Is there some history that would cause this response in your husband? Does he have a sibling or close relative who's lazy and mooches off of everyone (I do and I know a few people who do)? Does he just really hate your son's choice of girlfriend? Did the two never get along? Did your son make a career choice your husband doesn't agree with? Unless there's some background to explain it, your husband's actions are pretty concerning, especially because you still have so many kids in the house.
Why would your husband have to bite his tongue? This is his child, albeit an adult one, he should be able to live with him without constantly sniping. He should be able to offer guidance without it turning into mental abuse. If your husband has legitimate concerns about how your son is living his life, I don't think it'd be uncalled for for him to talk to your son about it, but he should be able to do it in a way that isn't overly harsh. I definitely value independence, but we can't forget that in a lot of societies it's common for families to be tight-knit and for multiple generations to live together. Parents and children should be able to live together, even if it's not ideal.
At the same time, while your husband sounds quite out of line, he also may have a bit of a point. You may want to take a big step back, if you can, and very objectively look at the situation. Is your son lazy? Is there reason to believe that, if you let him and his girlfriend move in, he'll be able to take advantage of it and you'll just be enabling bad behavior? It is possible, and you do want to be careful of that.

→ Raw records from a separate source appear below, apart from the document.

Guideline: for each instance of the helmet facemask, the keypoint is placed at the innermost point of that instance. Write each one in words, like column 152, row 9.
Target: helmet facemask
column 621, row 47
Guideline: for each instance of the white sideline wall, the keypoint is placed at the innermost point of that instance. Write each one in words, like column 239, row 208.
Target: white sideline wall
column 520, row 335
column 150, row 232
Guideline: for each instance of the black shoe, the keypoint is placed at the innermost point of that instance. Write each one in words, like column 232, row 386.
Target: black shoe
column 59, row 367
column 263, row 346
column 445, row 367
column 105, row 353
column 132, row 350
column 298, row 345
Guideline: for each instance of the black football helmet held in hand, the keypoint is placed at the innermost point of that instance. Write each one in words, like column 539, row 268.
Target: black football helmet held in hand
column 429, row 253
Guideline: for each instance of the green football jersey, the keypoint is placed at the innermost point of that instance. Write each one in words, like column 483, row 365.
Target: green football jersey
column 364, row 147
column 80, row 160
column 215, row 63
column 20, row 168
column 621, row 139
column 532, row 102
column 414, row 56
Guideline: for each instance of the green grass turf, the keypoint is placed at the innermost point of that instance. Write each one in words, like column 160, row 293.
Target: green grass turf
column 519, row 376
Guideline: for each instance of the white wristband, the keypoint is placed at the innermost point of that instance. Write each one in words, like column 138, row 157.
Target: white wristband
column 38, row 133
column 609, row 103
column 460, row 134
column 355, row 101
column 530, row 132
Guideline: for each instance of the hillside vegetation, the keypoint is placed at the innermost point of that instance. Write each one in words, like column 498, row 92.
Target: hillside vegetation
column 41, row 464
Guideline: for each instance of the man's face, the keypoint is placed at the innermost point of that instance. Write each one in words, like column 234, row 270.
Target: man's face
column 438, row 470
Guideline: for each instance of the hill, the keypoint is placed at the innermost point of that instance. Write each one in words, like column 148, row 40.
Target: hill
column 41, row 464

If that's a real concern, or even if it isn't, I'd suggest a few things: First, consider if the girlfriend truly needs to move in with you, or if she could stay with family/friends. I imagine living with you and 8 kids may not be pleasant for her, and it'd also give your son more incentive to get back on his feet. (There's also the risk that the girlfriend is part of the problem, so separating them may help him more than you realize) Second, set up some sort of rent and expenses agreement. I realize he just lost his job, but it's not a bad idea to hold him responsible for his own expenses. Again, incentive to get back on his feet.
I have a BIL who objectively is lazy and is making bad life choices, in no small part because MIL enables him. He's a grown man, and she acts as if he can't handle any part of his life himself- she doesn't allow him to take responsibility for his own life, so he never does. Part of hte problem also is his girlfriend. I think she's getting better now- but for awhile, she was seriously hurting his ability to get and keep a job because she wanted him to be by her side 24/7 and would emotionally manipulate him into never leaving the house. He couldn't job search, he blew off work when he had it, etc. MIL let them both live with her, rent-free, for over a year and a half and they've now moved back in. I have no idea if this could happen with you, but I have seen it happen and I can understand your husband's fear of it even though I don't agree with his attitude.